In this this knockout strain exons 3-5 of the CD83 antigen (Cd83) gene are disrupted, abolishing gene function. These mice have reduced numbers of CD4+ T cells, and may be useful for studying lymphocyte development and immune regulation.
Dr. Thomas F. Tedder, Duke University Medical Center
A neo cassette replaces part of exons 3-5 of the CD83 antigen (Cd83) gene abolishing gene function in this strain. CD83 is a cell surface protein expressed by dendritic cells (DCs) and thymic epithelial cells. It plays a role in the maturation of CD4+ T cells. Homozygotes are viable, fertile and normal in size. These mice exhibit a 68% reduction in CD4 single-positive thymocytes, a 75-90% reduction in peripheral CD4+ T cells, and an absence of naive CD4+ T cells. They also show a 25-50% reduction of cell-surface class II antigen expression on splenic B cells and DCs, thymic epithelial cells and peritoneal macrophages. Survival of B cells and CD4+ T cells in these Cd83-/- mice is decreased. These mice may be useful for studying lymphocyte development and immune regulation.
A targeting vector was designed to replace parts exons 3-5 of the CD83 antigen (Cd83) gene with a neomycin resistance (neo) cassette. The construct was electroporated into 129S4/SvJaeSor-derived AK-7 embryonic stem (ES) cells. Correctly targeted ES cells were injected into C57BL/6 blastocysts and the resulting chimeric mice were bred to C57BL/6J mice. These mice were backcrossed at least 9 generations to C57BL/6J background. Upon arrival at The Jackson Laboratory, mice were bred to C57BL/6J (Stock No. 000664) for at least one generation to establish the colony.

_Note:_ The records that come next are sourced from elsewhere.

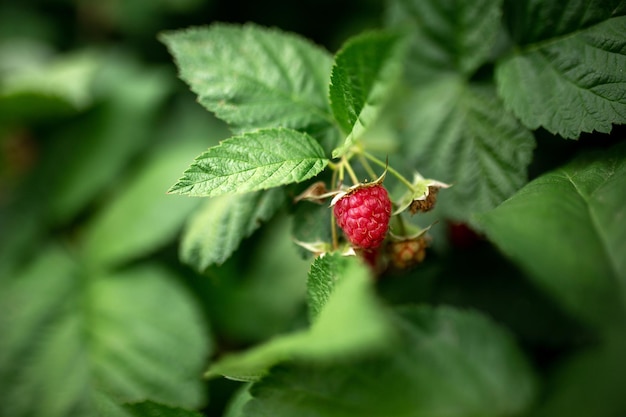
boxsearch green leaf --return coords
[180,188,285,271]
[47,55,171,223]
[124,401,202,417]
[388,0,502,80]
[194,215,310,346]
[244,308,535,417]
[330,32,403,158]
[83,118,214,265]
[207,254,390,380]
[533,337,626,417]
[496,16,626,139]
[169,129,328,197]
[160,24,332,132]
[291,197,334,259]
[307,255,344,321]
[478,146,626,326]
[504,0,626,45]
[0,248,208,417]
[0,46,101,123]
[402,77,535,221]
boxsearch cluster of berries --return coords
[300,164,447,272]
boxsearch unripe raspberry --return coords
[333,183,391,249]
[387,236,428,270]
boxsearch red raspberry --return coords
[333,183,391,249]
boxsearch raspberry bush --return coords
[0,0,626,417]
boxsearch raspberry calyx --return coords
[331,182,391,249]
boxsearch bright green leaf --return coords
[124,401,202,417]
[0,248,207,417]
[478,146,626,326]
[291,201,334,259]
[244,308,535,417]
[307,254,352,320]
[170,129,328,197]
[84,122,213,265]
[330,32,403,158]
[402,77,535,220]
[0,46,101,122]
[161,24,331,132]
[207,255,390,380]
[48,55,171,222]
[180,188,285,271]
[388,0,502,79]
[196,215,310,346]
[496,16,626,139]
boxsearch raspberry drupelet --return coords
[333,183,391,249]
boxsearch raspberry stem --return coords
[360,151,415,191]
[343,157,359,185]
[359,154,378,180]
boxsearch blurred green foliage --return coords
[0,0,626,417]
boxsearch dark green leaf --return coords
[504,0,626,45]
[330,32,402,157]
[388,0,502,79]
[533,338,626,417]
[402,77,535,221]
[244,308,535,417]
[161,24,331,132]
[207,255,390,380]
[180,188,285,271]
[478,146,626,326]
[0,248,208,417]
[496,16,626,139]
[170,129,328,197]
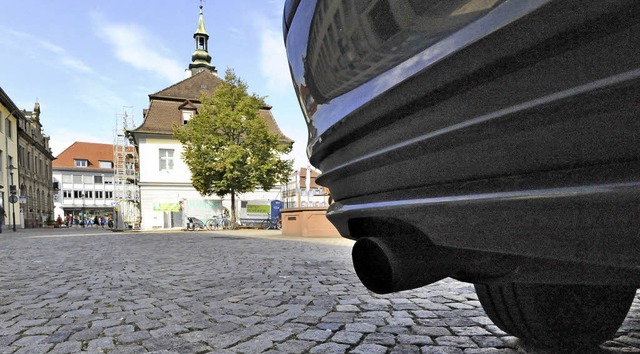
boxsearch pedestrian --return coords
[0,205,7,233]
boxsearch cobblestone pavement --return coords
[0,229,640,354]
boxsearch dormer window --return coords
[99,160,113,168]
[178,100,198,125]
[182,110,194,125]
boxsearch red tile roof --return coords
[52,141,113,169]
[131,70,291,142]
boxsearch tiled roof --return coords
[52,141,113,169]
[149,70,222,99]
[131,70,291,142]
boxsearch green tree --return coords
[173,69,293,225]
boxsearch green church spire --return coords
[189,2,217,74]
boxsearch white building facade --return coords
[53,142,115,226]
[127,7,290,230]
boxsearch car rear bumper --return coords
[288,1,640,285]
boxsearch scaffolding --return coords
[113,107,140,230]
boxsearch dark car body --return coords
[283,0,640,348]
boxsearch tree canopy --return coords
[173,69,293,222]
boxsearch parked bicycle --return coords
[187,216,205,231]
[205,214,234,231]
[260,215,282,230]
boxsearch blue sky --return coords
[0,0,308,167]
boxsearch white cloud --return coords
[259,21,291,92]
[7,30,95,75]
[93,15,184,82]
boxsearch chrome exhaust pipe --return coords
[351,237,460,294]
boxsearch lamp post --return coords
[80,191,85,227]
[9,164,18,232]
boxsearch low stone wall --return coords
[282,207,340,237]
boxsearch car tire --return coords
[475,283,636,348]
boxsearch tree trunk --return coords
[231,190,236,229]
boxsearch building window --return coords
[182,110,194,125]
[99,161,113,168]
[5,118,13,138]
[160,149,173,171]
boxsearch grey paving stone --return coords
[87,337,115,352]
[435,336,478,348]
[389,344,421,354]
[297,329,333,342]
[363,333,396,346]
[51,341,82,354]
[421,346,464,354]
[309,343,349,354]
[349,343,387,354]
[116,331,151,344]
[0,232,640,354]
[275,339,316,354]
[345,323,377,333]
[12,335,48,347]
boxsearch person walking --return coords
[0,205,7,233]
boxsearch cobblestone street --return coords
[0,229,640,354]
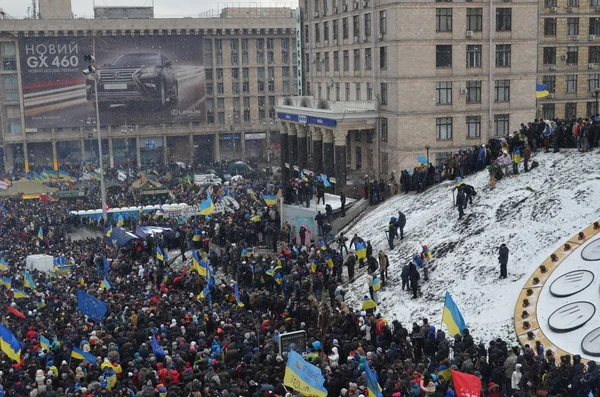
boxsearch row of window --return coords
[543,73,600,94]
[435,114,510,140]
[542,46,600,65]
[435,8,512,32]
[435,80,510,105]
[435,44,512,68]
[312,10,387,43]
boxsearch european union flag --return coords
[77,290,108,321]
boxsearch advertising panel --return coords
[20,35,206,132]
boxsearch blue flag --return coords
[150,335,166,357]
[77,290,108,321]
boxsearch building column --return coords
[297,125,307,170]
[288,123,299,176]
[188,134,193,167]
[135,136,142,168]
[323,129,334,177]
[213,132,221,163]
[163,135,169,165]
[334,131,347,187]
[108,137,115,168]
[310,127,323,174]
[279,122,290,182]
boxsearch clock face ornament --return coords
[514,223,600,360]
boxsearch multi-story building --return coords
[277,0,538,190]
[0,0,298,168]
[538,0,600,119]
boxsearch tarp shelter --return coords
[104,227,140,247]
[25,254,54,272]
[0,178,57,198]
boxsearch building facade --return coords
[538,0,600,119]
[277,0,538,189]
[0,3,298,169]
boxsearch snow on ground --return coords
[344,150,600,341]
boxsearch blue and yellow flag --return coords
[535,84,550,99]
[13,288,29,299]
[200,192,215,215]
[0,324,21,362]
[40,335,50,350]
[365,361,383,397]
[283,350,327,397]
[23,270,35,289]
[442,291,467,336]
[0,277,12,289]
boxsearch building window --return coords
[494,114,510,136]
[379,10,387,34]
[588,46,600,63]
[467,116,481,138]
[496,44,511,67]
[467,80,481,103]
[435,45,452,68]
[495,80,510,102]
[435,117,452,140]
[365,48,373,70]
[2,74,19,102]
[333,51,340,72]
[496,8,512,32]
[590,18,600,35]
[467,8,483,32]
[344,50,350,72]
[565,102,577,120]
[542,103,555,120]
[467,45,481,68]
[567,74,577,94]
[0,41,16,71]
[543,47,556,65]
[567,18,579,36]
[542,75,556,94]
[544,18,556,36]
[435,8,452,32]
[588,73,600,91]
[380,117,388,142]
[380,83,387,105]
[567,46,579,65]
[435,81,452,105]
[379,47,387,70]
[342,18,348,39]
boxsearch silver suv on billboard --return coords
[86,53,179,110]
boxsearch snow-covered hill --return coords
[346,150,600,341]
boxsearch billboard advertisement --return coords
[20,35,206,132]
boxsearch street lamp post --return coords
[83,55,108,222]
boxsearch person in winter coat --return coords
[498,244,508,278]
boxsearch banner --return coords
[452,371,481,397]
[20,35,206,132]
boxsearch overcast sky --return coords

|Allele Name||targeted mutation 1, Thomas F Tedder|
|Allele Type||Targeted (Null/Knockout)|
|Gene Symbol and Name||Cd83, CD83 antigen|
|Strain of Origin||129S4/SvJaeSor|
|Molecular Note||A sequence fragment extending from within exon 3 through the coding region of exon 5 was replaced with a neomycin selection cassette inserted by homologous recombination. The deleted region encoded 25 residues of the immunoglobulin-like domain and the transmembrane and cytoplasmic domains. Transcript was undetected in homozygous mutant mice by RT-PCR analysis of LPS-stimulated bone marrow-derived dendritic cells.|
|Mutations Made By|| |
Dr. Thomas Tedder, Duke University Medical Center
When maintaining a live colony, homozygous mice may be bred together.
When using the B6.129S4-Cd83tm1Tft/J mouse strain in a publication, please cite the originating article(s) and include JAX stock #017703 in your Materials and Methods section.